# Do you ever just not care?



## anythingbutordinary (Sep 30, 2020)

Hi everyone, so a few months ago I made a post about how my husband hasn't been interested in sex with me for years.. and very rarely anything physical with me at all anymore in all honesty.. he usually just wants me to do stuff for him. My feelings go back and forth so much on this, that I don't really know the _right_ way to feel anymore. I have times where I feel very sad and depressed that this is what my marriage is like.. and feeling like something is wrong with me and that I need to change, well, maybe everything about myself and that will get him more interested in me..

But then I have times where I can't be bothered to care. I accept that this is my life and that this is just apparently what I signed up for when we got married and I can't really do anything about it. I know I mentioned the topic of porn before and how that was an issue with us as well... at the beginning of the year I almost lost my mom and she needed help around the house, so I stayed with her for about a month (still coming back home every evening though, to eat dinner and hang out with my husband for a few hours before going back to her house + I was here during the day on weekends) but I knew that would be the perfect opportunity for him to fall back into that, which he admitted he did.

And while it upset me (and still upsets me). that while I was going through something MAJOR at that time, that's what he chose to do, which probably just pushed us apart even more.. another part of me just doesn't care. Does anyone else feel like that? Like you go from feeling heart broken and wanting to fix everything on your own - somehow - to whatever, look at porn, never show interest in me, make me feel worthless.. it's just another day, try to make the most of it.
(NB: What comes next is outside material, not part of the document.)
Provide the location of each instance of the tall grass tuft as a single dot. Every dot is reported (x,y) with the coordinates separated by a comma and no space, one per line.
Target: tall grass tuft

I feel kinda crazy for having BOTH of these kind of thoughts.. but maybe this is part of figuring it out? I don't know.. I hope I'm not alone in feeling like this..


----------



## Sfort (Sep 28, 2019)

anythingbutordinary said:


> Hi everyone, so a few months ago I made a post about how my husband hasn't been interested in sex with me for years.. and very rarely anything physical with me at all anymore in all honesty.. he usually just wants me to do stuff for him. My feelings go back and forth so much on this, that I don't really know the _right_ way to feel anymore. I have times where I feel very sad and depressed that this is what my marriage is like.. and feeling like something is wrong with me and that I need to change, well, maybe everything about myself and that will get him more interested in me..
> 
> But then I have times where I can't be bothered to care. I accept that this is my life and that this is just apparently what I signed up for when we got married and I can't really do anything about it. I know I mentioned the topic of porn before and how that was an issue with us as well... at the beginning of the year I almost lost my mom and she needed help around the house, so I stayed with her for about a month (still coming back home every evening though, to eat dinner and hang out with my husband for a few hours before going back to her house + I was here during the day on weekends) but I knew that would be the perfect opportunity for him to fall back into that, which he admitted he did.
> 
> ...


What outcome would you like to see? What steps are you taking to reach that outcome. At a higher level, if you are not happy with your marriage, why are you remaining in it? Before you say, "Because I love him," ask yourself what you love about him. His lack of attention to you? His use of porn to avoid sex with you? 

These are hard questions that you might want to ask yourself. Hopefully you have a lot of years of life ahead of you. Is this how you want to spend them?


----------



## In Absentia (Aug 21, 2012)

anythingbutordinary said:


> I feel kinda crazy for having BOTH of these kind of thoughts.. but maybe this is part of figuring it out? I don't know.. I hope I'm not alone in feeling like this..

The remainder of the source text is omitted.